1a and a downstream passage 11b. The exhaust bypass valve 10 is activated when the supercharging pressure on the downstream side of the blower 5 exceeds a predetermined value, and the valve opens, thereby communicating the space 1b and the outlet port 11c through the exhaust bypass passages 11a and 11b. The boost pressure on the downstream side of the blower 5 becomes high when the engine rotates at high speed and the displacement increases, and at this time the exhaust gas temperature is also high. Therefore, when the engine rotates at high speed, the inner circumferential portion 1d of the turbine casing in the vicinity of the exhaust bypass passages 11a and 11b prevents high-temperature exhaust gas passing through the exhaust bypass passages 11a and 11b from passing through the turbine 3.
It is heated from both sides by high-temperature exhaust gas passing through the turbine casing, making it hotter than the other inner circumferential parts of the turbine casing.
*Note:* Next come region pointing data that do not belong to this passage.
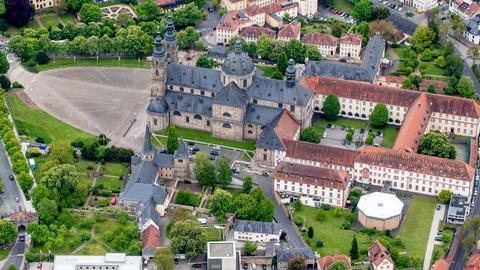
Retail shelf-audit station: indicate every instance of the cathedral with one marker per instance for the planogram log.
(233, 103)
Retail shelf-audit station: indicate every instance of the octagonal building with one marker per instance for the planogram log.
(380, 211)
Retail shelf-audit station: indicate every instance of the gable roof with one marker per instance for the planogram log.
(320, 153)
(414, 162)
(377, 253)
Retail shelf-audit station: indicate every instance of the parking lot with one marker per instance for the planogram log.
(335, 136)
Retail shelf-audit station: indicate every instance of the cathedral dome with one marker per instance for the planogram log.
(238, 63)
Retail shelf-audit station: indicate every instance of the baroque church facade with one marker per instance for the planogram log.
(232, 103)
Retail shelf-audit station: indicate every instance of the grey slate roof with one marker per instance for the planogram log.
(366, 71)
(238, 63)
(178, 101)
(157, 105)
(269, 140)
(259, 114)
(284, 255)
(232, 95)
(257, 227)
(194, 77)
(277, 91)
(473, 25)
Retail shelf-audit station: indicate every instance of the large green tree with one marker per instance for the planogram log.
(220, 202)
(224, 173)
(437, 144)
(90, 13)
(331, 107)
(8, 232)
(188, 238)
(172, 139)
(379, 116)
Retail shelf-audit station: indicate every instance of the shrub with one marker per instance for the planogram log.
(298, 220)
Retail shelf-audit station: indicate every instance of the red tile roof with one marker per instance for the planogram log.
(474, 262)
(311, 175)
(413, 126)
(441, 264)
(416, 163)
(151, 237)
(326, 261)
(377, 253)
(291, 30)
(256, 32)
(390, 95)
(352, 39)
(320, 153)
(319, 39)
(280, 6)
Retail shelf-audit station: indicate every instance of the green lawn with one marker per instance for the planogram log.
(267, 71)
(113, 184)
(4, 253)
(88, 62)
(37, 123)
(116, 169)
(68, 18)
(416, 226)
(336, 240)
(191, 134)
(49, 21)
(390, 132)
(343, 5)
(432, 69)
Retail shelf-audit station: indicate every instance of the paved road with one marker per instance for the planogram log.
(8, 204)
(438, 216)
(16, 256)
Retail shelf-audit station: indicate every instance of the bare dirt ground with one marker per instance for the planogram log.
(94, 99)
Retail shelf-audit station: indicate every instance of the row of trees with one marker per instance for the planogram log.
(13, 148)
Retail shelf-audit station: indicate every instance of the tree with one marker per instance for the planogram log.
(4, 65)
(172, 139)
(47, 211)
(163, 258)
(444, 196)
(379, 116)
(310, 232)
(224, 173)
(205, 62)
(465, 87)
(8, 232)
(220, 203)
(249, 248)
(438, 145)
(331, 107)
(5, 82)
(247, 183)
(148, 11)
(422, 38)
(309, 135)
(90, 13)
(455, 65)
(18, 12)
(338, 265)
(277, 75)
(204, 170)
(188, 238)
(354, 249)
(297, 263)
(385, 28)
(282, 62)
(362, 11)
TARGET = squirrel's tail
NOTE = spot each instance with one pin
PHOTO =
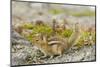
(75, 36)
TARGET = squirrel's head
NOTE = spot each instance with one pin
(77, 27)
(39, 38)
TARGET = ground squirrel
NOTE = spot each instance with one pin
(56, 45)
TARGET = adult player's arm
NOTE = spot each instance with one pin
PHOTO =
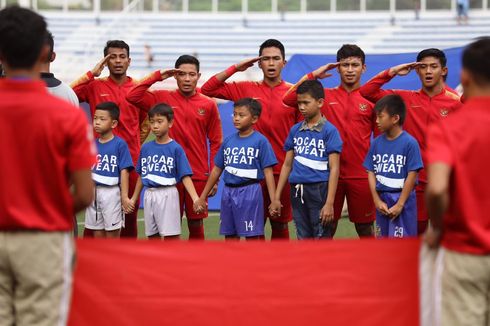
(372, 89)
(408, 186)
(140, 96)
(440, 160)
(327, 213)
(83, 189)
(189, 186)
(270, 182)
(214, 133)
(281, 183)
(212, 180)
(137, 190)
(290, 97)
(81, 86)
(437, 198)
(126, 202)
(378, 203)
(216, 86)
That is, the thermal expansion of the inner circumferential portion 1d of the turbine casing near the exhaust bypass passages 11a and 11b is larger than that of the other inner circumferential portions of the turbine casing.
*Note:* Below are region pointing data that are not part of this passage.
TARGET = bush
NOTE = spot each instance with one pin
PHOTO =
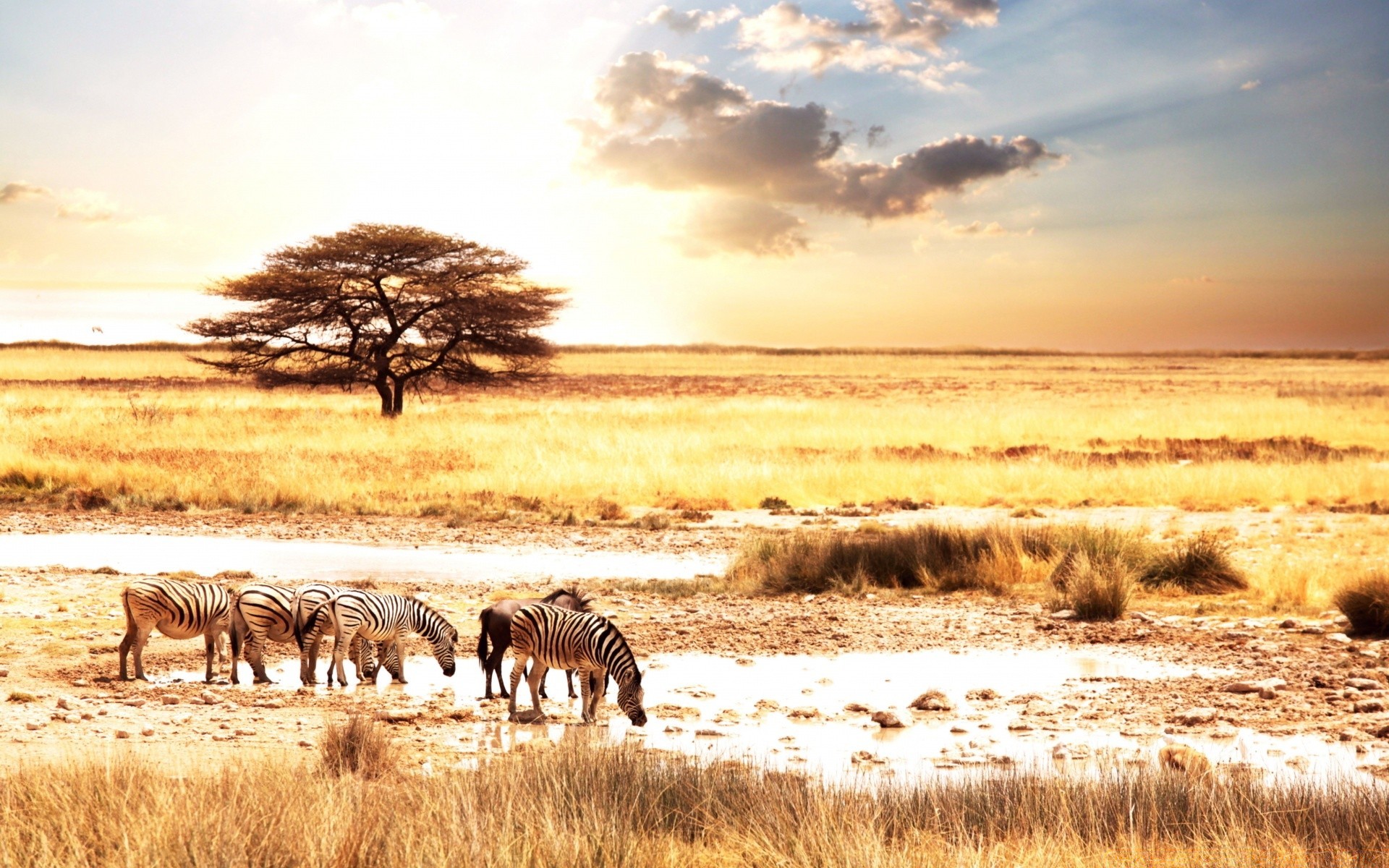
(1366, 602)
(360, 746)
(1096, 590)
(1198, 564)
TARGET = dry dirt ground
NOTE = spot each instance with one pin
(59, 631)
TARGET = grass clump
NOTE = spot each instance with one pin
(359, 746)
(1095, 590)
(624, 807)
(1366, 602)
(1198, 564)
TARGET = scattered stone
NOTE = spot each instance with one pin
(1194, 717)
(888, 720)
(933, 700)
(400, 715)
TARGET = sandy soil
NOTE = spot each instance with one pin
(59, 629)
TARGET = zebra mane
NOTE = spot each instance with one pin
(582, 599)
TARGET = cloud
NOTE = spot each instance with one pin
(21, 191)
(78, 205)
(891, 36)
(674, 127)
(694, 21)
(742, 226)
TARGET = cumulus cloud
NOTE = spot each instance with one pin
(694, 21)
(21, 191)
(891, 38)
(82, 206)
(674, 127)
(742, 226)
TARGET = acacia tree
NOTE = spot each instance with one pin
(392, 307)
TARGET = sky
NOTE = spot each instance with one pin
(1071, 174)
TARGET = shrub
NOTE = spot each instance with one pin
(359, 746)
(1198, 564)
(1097, 590)
(1366, 602)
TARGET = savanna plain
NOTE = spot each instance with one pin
(1160, 550)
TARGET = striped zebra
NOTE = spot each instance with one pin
(558, 638)
(179, 610)
(266, 613)
(383, 618)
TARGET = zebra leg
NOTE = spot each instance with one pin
(517, 671)
(139, 652)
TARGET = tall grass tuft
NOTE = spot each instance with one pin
(1096, 590)
(1366, 602)
(1198, 564)
(359, 746)
(625, 807)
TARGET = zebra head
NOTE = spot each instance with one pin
(629, 697)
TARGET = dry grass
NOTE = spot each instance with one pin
(1366, 602)
(590, 807)
(149, 430)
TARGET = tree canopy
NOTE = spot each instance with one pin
(394, 307)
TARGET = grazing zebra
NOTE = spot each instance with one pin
(558, 638)
(496, 623)
(266, 613)
(179, 610)
(385, 618)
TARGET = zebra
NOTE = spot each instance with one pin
(383, 618)
(179, 610)
(558, 638)
(266, 613)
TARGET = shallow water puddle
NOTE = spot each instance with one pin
(788, 712)
(324, 561)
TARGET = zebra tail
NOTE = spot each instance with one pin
(483, 638)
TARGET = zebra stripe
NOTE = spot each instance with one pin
(307, 632)
(590, 643)
(179, 610)
(385, 618)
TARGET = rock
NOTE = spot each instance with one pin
(933, 700)
(888, 720)
(399, 715)
(1194, 717)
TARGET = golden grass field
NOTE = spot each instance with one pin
(655, 428)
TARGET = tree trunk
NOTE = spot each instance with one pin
(389, 403)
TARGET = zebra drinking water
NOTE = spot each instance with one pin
(383, 618)
(266, 613)
(179, 610)
(558, 638)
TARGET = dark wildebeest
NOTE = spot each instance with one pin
(496, 623)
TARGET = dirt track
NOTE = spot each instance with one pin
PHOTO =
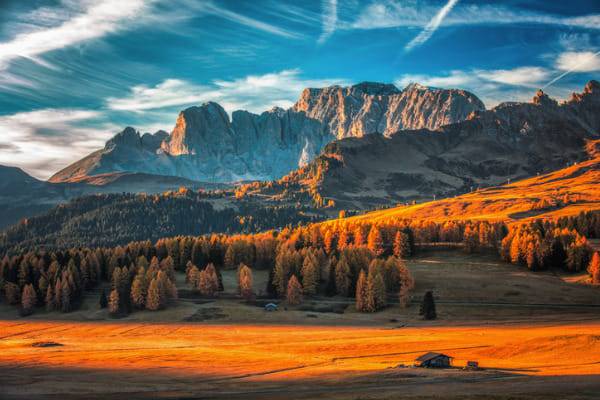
(246, 361)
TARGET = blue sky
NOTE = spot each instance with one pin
(75, 72)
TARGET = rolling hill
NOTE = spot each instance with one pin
(564, 192)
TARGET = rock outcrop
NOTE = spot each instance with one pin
(369, 108)
(205, 145)
(511, 141)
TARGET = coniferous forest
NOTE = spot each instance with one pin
(360, 260)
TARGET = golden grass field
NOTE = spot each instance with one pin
(511, 202)
(115, 359)
(528, 331)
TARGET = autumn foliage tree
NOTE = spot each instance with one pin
(594, 269)
(294, 291)
(245, 282)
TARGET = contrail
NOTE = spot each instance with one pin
(432, 26)
(553, 81)
(329, 19)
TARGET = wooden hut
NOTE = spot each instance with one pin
(433, 360)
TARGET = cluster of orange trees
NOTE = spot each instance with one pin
(352, 257)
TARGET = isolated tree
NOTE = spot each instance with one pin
(428, 306)
(310, 274)
(401, 245)
(282, 270)
(471, 239)
(375, 241)
(208, 281)
(28, 299)
(103, 299)
(294, 291)
(49, 299)
(66, 299)
(114, 306)
(362, 295)
(342, 277)
(139, 289)
(245, 282)
(594, 268)
(12, 293)
(359, 239)
(153, 298)
(379, 291)
(329, 242)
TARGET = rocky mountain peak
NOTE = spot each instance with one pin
(128, 137)
(542, 98)
(199, 127)
(592, 86)
(375, 88)
(205, 144)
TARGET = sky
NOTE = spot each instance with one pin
(75, 72)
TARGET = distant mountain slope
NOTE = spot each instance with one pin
(565, 192)
(116, 219)
(21, 195)
(207, 145)
(511, 141)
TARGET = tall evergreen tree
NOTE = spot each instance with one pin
(401, 245)
(114, 303)
(594, 268)
(245, 282)
(139, 289)
(294, 291)
(153, 300)
(50, 299)
(428, 306)
(375, 241)
(342, 277)
(310, 274)
(362, 292)
(28, 299)
(103, 302)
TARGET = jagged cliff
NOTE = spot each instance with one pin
(511, 141)
(207, 145)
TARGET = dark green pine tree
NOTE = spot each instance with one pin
(103, 299)
(428, 306)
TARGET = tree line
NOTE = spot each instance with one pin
(354, 258)
(116, 219)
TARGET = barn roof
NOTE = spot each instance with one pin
(430, 356)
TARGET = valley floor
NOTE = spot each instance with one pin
(535, 335)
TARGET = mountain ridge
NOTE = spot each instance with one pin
(207, 145)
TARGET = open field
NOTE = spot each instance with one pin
(536, 334)
(512, 202)
(268, 361)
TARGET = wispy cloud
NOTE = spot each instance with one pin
(250, 22)
(575, 61)
(44, 141)
(96, 20)
(255, 93)
(329, 18)
(431, 26)
(417, 14)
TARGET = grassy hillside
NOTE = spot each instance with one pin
(565, 192)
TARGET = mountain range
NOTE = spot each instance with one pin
(510, 141)
(355, 148)
(206, 145)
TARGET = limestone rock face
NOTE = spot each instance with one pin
(369, 108)
(204, 129)
(207, 145)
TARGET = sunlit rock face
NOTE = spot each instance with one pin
(511, 141)
(207, 145)
(369, 108)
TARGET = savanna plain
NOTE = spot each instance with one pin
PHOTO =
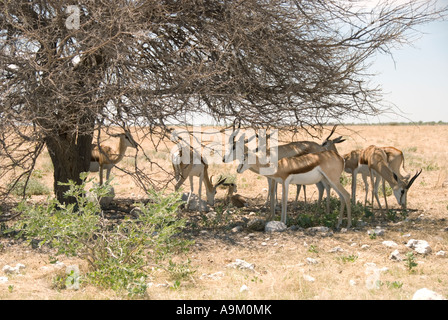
(351, 264)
Therefore, the turbine 3 is designed such that the gap C1 between the blade outer end 3a of the turbine 3 and the turbine casing inner circumferential surface 2 near the exhaust bypass passages 11a and 11b is larger than the gap C2 on the opposite side to the rotation center. The turbine 3 is mounted with its center of rotation 3b being eccentric by "E" with respect to the center 2a of the inner circumferential surface 2 of the turbine casing. In this way, when the inner peripheral surface 2 of the turbine casing is heated by exhaust gas and expands, the vicinity of the exhaust bypass passages 11a and 11b becomes hotter than other parts without significantly complicating the workability of the turbine casing 1. Even if the amount of expansion increases, interference between the outer blade end 3a of the turbine 3 and the inner circumferential surface 2 of the turbine casing can be prevented.
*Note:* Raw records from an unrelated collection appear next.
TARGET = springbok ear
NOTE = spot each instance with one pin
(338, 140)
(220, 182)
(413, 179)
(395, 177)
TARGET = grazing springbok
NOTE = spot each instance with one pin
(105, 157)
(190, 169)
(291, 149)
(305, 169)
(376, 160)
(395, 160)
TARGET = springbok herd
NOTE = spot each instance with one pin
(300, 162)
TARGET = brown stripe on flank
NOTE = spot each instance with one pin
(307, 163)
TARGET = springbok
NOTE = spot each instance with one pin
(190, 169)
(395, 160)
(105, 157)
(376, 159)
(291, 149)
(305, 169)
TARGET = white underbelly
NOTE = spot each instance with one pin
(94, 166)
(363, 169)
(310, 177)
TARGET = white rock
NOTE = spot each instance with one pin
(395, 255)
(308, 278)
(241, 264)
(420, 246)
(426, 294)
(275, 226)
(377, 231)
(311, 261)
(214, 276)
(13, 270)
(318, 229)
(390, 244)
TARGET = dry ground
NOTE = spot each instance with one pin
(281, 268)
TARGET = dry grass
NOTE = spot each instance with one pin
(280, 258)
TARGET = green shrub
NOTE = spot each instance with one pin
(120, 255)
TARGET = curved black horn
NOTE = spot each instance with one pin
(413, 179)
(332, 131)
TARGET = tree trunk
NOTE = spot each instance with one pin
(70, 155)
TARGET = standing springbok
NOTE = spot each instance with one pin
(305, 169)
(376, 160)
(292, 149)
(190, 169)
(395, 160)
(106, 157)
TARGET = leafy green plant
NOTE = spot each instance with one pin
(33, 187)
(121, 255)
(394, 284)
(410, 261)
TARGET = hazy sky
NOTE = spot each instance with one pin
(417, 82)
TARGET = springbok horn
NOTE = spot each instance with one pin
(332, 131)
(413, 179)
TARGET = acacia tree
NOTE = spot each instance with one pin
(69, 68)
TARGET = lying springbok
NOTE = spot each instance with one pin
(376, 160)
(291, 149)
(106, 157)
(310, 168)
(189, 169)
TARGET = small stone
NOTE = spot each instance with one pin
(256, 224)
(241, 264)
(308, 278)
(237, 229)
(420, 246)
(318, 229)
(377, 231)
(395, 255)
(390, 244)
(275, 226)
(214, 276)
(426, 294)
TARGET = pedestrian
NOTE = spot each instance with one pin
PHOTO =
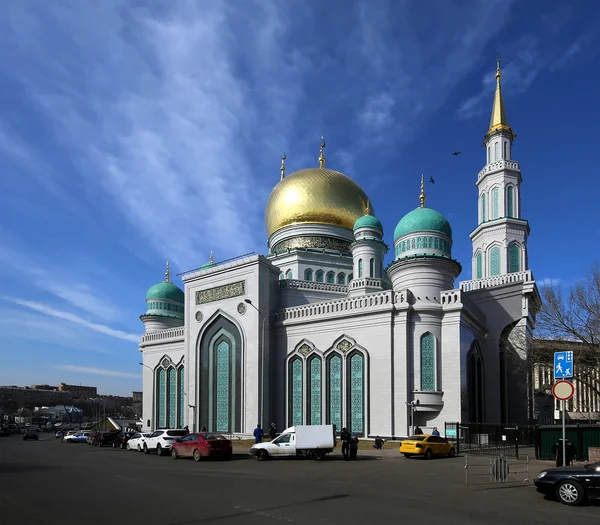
(345, 438)
(258, 434)
(272, 431)
(353, 446)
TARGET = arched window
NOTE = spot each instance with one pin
(181, 384)
(509, 202)
(172, 404)
(355, 374)
(514, 258)
(314, 399)
(495, 261)
(296, 392)
(161, 391)
(334, 389)
(495, 203)
(483, 210)
(428, 362)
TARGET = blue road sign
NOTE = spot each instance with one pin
(563, 365)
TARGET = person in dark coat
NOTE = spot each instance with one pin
(345, 438)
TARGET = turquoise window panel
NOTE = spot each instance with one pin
(495, 261)
(222, 398)
(483, 209)
(335, 392)
(495, 203)
(181, 383)
(161, 388)
(315, 391)
(297, 393)
(427, 363)
(514, 258)
(357, 393)
(172, 403)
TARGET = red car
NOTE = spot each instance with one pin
(201, 446)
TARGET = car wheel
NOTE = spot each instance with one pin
(570, 493)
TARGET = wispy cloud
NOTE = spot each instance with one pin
(95, 371)
(72, 318)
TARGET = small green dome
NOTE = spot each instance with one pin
(367, 221)
(166, 290)
(422, 219)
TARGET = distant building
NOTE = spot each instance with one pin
(78, 390)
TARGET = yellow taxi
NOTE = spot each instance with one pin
(427, 446)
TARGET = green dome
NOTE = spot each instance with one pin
(422, 219)
(166, 290)
(368, 221)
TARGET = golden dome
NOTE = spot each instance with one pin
(315, 196)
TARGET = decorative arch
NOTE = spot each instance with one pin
(219, 374)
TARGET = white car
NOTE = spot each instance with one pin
(136, 442)
(160, 441)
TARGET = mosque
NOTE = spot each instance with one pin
(319, 331)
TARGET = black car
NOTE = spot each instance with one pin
(571, 485)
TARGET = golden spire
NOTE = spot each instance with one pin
(283, 166)
(422, 196)
(321, 151)
(498, 121)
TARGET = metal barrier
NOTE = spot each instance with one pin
(494, 471)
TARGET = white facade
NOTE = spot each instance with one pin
(309, 335)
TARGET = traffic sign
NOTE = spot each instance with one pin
(563, 365)
(563, 390)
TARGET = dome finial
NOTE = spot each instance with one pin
(321, 151)
(283, 166)
(422, 196)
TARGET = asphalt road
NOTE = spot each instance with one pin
(49, 483)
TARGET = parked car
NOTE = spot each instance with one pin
(103, 438)
(122, 438)
(201, 446)
(427, 446)
(30, 434)
(136, 442)
(161, 441)
(571, 485)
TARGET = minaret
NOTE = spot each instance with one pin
(500, 238)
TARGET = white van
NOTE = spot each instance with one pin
(313, 441)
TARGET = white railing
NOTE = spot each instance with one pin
(296, 284)
(490, 282)
(341, 306)
(499, 165)
(169, 333)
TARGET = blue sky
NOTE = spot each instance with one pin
(134, 131)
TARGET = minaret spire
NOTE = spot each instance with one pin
(422, 196)
(498, 120)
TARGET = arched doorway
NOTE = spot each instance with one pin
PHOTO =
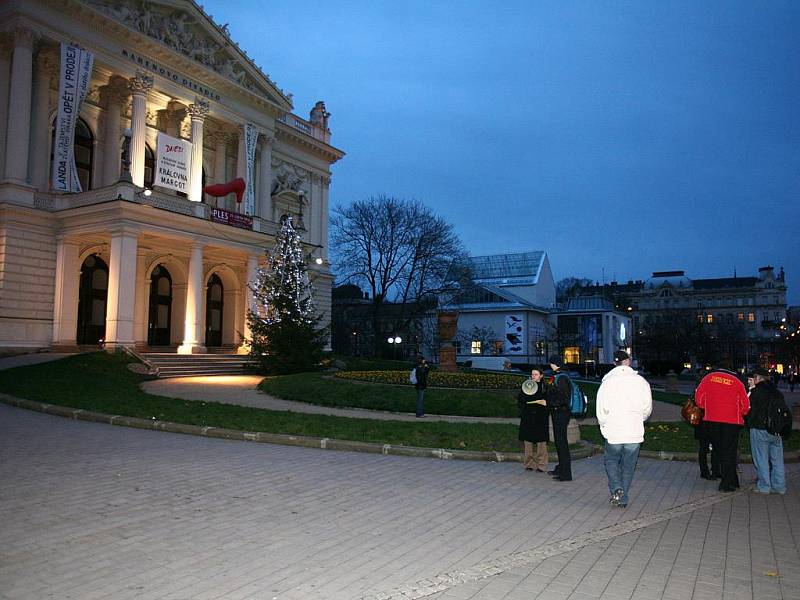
(214, 306)
(92, 299)
(159, 319)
[Brief explanation of the drawing]

FIG. 1 is a sectional view of a turbocharger showing one embodiment of the present invention, FIG. 2 is a side view of this turbocharger,
FIG. 3 is a sectional view taken along the line - shown in FIG. 2. 1... Turbine casing, 3... Turbine,
4... Shaft, 5... Blower, 6... Blower casing, 7... Bearing casing, 9... Bearing,
10...Exhaust bypass valve, 11a, 11b...Exhaust bypass passage.

Claims (1)

[Scope of utility model registration request] The turbine installed in the main exhaust passage drives the blower installed in the intake passage to supercharge the intake air, and the turbocharging pressure on the downstream side of the blower in the intake passage provided near the main exhaust passage is maintained at a predetermined level. an exhaust bypass passage that causes exhaust gas on the upstream side of the turbine to bypass the turbine and flow to the downstream side of the turbine when the temperature exceeds a certain value, and the main exhaust passage are arranged in a single turbine casing in which the turbine is installed. In the turbo supercharger, the gap between the turbine and an inner circumferential surface of the turbine casing that is close to the turbine is set to be larger in the vicinity of the exhaust bypass passage than in other parts. feeding machine.